EAR-VM: Exploring Methods for Improving Adversarial Robustness of Vision Models

 Abstract

CNNs have many uses, particularly in the field of Computer Vision, however, their vulnerability to Adversarial attacks leaves a lot to be desired, particularly to their robustness to these kinds of attacks in order to make them more safe. The misuse of adversarial attacks are a major threat to CNN vision models; for example, self-driving cars can be made to misinterpret road signs or signals, putting the passengers at significant risk of harm. To address this vulnerability, we have attempted to modify the architecture of a CNN to add an auxiliary classification SVM which will determine the maximum margin in which these adversarial attacks will impact loss.  Also, interpretability is a key concept in understanding the decisions and outputs of modern networks. By interpreting the working of the model, we can curate better adversarial attacks, or make the model more robust.

 

Objectives

Our goal is to first implement the At-SVM, and then to test it to see if there is any significant change to the Adversarial robustness of CNNs with or without the auxiliary trained SVM (AT-SVM) .This means testing methods of adversarial attack on CNNs trained both on clean data, as well as with an empirical defense method known as Adversarial Training, a simple empirical method already known to reliably increase the robustness of CNNs. Whilst these defense methods can improve the Adversarial robustness of vision models significantly, it comes at the cost of decreasing overall precision.

 

One of these training methods is known as RST (robust self training). For the interpretability part, we implemented the D-RISE (Detector-Randomized Input Sampling for Explainability) method which is a black-box technique to generate saliency maps for object detectors. It gives us the regions of the image on which the detector focused while giving a certain prediction and helps us understand the working of the model. We then attempt to curate a PGD-like adversarial attack for object detector models which perturbs on only the region-of-interest for a detection.

 

Background and Hypothesis

- Components

For the project, we largely stuck with the ResNet-18 vision model, and used MNIST as a “Simple” dataset and CIFAR-10 as a more complex dataset. For our work on interpretability we focused on the Faster R-CNN model. Support Vector Machines are supervised maximum margin models used for both classification and regression tasks. An SVM classifier, which is our focus in this paper, treats classification on a 𝑑-dimensional dataset as a task of finding the (𝑑 1)-dimensional boundaries that provide the maximal margin for our classes.

 

- Interpretability

In the context of ML models, interpretability can be seen as the degree to which the model’s predictions can be comprehended, which makes sense when you consider that a model’s strength and weaknesses in its classification can be better evaluated when it is known how the model learns from data. 

 

 

For the interpretability aspect, we used D-RISE method which provides a black-box explanation of object detector models via saliency maps. We further curated an adversarial attack for object
detector models based on extracting and perturbing the region-of-interest for a particular detection.

Methods

Attacks and defenses

We started off with an implementation of some industry standard adversarial attacks: these included the FGSM attack and the PGD attack, both targeted and targeted. These attacks were used in many adversarial training methods. The simplest of these is SAT, an basic empirical adversarial defense that uses a small portion of poisoned data to improve the adversarial robustness of a model at the cost of noble reduction in general accuracy.
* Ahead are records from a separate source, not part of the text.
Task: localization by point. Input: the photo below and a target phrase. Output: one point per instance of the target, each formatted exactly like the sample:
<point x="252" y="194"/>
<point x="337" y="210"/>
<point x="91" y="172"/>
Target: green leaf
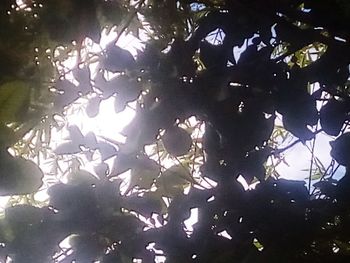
<point x="174" y="180"/>
<point x="14" y="100"/>
<point x="177" y="141"/>
<point x="18" y="176"/>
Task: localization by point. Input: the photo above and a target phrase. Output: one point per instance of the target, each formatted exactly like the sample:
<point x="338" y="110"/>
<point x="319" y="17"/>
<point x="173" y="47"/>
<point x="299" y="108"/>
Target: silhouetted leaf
<point x="177" y="141"/>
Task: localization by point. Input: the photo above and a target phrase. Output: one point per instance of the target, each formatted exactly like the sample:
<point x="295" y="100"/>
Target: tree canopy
<point x="218" y="86"/>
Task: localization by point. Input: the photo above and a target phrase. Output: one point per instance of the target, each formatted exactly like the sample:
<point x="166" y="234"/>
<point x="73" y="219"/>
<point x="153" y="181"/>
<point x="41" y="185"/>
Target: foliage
<point x="187" y="69"/>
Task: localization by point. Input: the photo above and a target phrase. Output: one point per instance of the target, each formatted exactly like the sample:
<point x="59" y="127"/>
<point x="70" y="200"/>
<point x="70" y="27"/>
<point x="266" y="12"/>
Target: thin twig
<point x="311" y="163"/>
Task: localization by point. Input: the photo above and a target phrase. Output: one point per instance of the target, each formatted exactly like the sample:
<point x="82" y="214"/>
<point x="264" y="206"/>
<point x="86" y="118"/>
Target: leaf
<point x="18" y="176"/>
<point x="90" y="141"/>
<point x="69" y="147"/>
<point x="7" y="136"/>
<point x="14" y="101"/>
<point x="75" y="134"/>
<point x="333" y="116"/>
<point x="174" y="180"/>
<point x="144" y="174"/>
<point x="82" y="75"/>
<point x="81" y="177"/>
<point x="117" y="59"/>
<point x="107" y="150"/>
<point x="177" y="141"/>
<point x="93" y="107"/>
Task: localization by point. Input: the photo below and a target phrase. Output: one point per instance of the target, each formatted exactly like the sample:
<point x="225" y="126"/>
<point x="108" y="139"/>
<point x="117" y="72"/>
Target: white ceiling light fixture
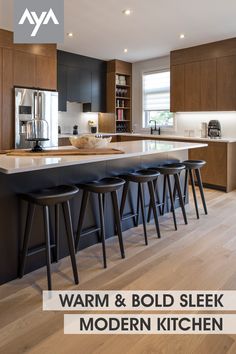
<point x="127" y="12"/>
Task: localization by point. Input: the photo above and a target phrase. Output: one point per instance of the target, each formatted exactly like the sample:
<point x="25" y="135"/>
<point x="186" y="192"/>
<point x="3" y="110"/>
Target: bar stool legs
<point x="70" y="238"/>
<point x="28" y="228"/>
<point x="53" y="197"/>
<point x="191" y="167"/>
<point x="199" y="180"/>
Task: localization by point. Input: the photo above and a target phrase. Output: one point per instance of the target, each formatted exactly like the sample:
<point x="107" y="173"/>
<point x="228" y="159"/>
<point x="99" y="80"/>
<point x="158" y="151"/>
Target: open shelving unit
<point x="119" y="95"/>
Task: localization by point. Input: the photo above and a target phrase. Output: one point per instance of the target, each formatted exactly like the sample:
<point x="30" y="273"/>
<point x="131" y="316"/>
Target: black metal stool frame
<point x="69" y="233"/>
<point x="101" y="203"/>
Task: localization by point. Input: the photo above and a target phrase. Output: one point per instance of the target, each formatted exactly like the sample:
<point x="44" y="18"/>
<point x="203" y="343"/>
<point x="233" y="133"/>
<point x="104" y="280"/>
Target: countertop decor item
<point x="89" y="142"/>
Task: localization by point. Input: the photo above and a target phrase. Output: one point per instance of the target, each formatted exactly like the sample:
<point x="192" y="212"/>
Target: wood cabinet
<point x="177" y="88"/>
<point x="209" y="75"/>
<point x="24" y="69"/>
<point x="226" y="83"/>
<point x="79" y="85"/>
<point x="192" y="91"/>
<point x="62" y="87"/>
<point x="46" y="72"/>
<point x="7" y="123"/>
<point x="81" y="79"/>
<point x="208" y="85"/>
<point x="119" y="94"/>
<point x="27" y="65"/>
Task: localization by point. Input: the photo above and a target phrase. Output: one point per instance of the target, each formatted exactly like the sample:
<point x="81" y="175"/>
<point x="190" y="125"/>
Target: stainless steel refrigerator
<point x="31" y="104"/>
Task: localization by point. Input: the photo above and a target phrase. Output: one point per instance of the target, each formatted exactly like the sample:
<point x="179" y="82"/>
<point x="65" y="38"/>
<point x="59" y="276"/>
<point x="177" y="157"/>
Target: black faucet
<point x="155" y="129"/>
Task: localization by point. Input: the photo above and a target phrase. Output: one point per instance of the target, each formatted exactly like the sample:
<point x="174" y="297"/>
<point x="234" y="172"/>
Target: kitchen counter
<point x="12" y="165"/>
<point x="26" y="174"/>
<point x="161" y="137"/>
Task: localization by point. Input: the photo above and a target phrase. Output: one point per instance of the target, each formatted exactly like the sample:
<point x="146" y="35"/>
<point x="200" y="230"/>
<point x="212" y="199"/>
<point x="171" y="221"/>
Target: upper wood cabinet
<point x="46" y="72"/>
<point x="208" y="85"/>
<point x="81" y="79"/>
<point x="177" y="88"/>
<point x="226" y="83"/>
<point x="205" y="76"/>
<point x="24" y="69"/>
<point x="192" y="91"/>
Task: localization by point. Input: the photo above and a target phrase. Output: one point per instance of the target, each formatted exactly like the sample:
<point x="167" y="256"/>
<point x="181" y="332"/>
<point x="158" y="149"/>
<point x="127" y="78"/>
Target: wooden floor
<point x="201" y="256"/>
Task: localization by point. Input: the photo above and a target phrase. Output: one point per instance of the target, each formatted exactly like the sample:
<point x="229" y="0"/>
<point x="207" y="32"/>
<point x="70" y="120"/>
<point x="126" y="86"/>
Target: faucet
<point x="155" y="129"/>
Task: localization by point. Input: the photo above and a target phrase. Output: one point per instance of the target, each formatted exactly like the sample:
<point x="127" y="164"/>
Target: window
<point x="156" y="99"/>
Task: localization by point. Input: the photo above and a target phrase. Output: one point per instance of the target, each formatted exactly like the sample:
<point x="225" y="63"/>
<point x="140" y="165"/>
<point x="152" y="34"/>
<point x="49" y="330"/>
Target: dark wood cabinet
<point x="46" y="72"/>
<point x="62" y="87"/>
<point x="192" y="92"/>
<point x="79" y="85"/>
<point x="226" y="83"/>
<point x="81" y="79"/>
<point x="27" y="65"/>
<point x="177" y="88"/>
<point x="209" y="73"/>
<point x="24" y="69"/>
<point x="208" y="85"/>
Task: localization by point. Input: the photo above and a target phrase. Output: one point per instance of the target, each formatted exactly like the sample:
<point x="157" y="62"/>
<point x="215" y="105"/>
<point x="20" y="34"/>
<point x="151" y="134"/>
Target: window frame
<point x="163" y="127"/>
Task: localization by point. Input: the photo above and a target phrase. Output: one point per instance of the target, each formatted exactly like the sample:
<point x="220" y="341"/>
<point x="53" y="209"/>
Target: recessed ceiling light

To counter this, we use RST; RST is a more robust adversarial training method that also guarantees better accuracy on clean data. It achieves this through use of a semi-supervised learning framework, the maxim at play being that having more data to train the model on is better both for adversarial robustness and ensuring clean accuracy, than having limited data but with ground truth in it.

When we use deep learning models for object detection, it's often crucial to understand how these models make their decisions. D-RISE is a method designed to do just that by creating visual explanations, or saliency maps, which highlight the most influential parts of an image that lead to a particular detection.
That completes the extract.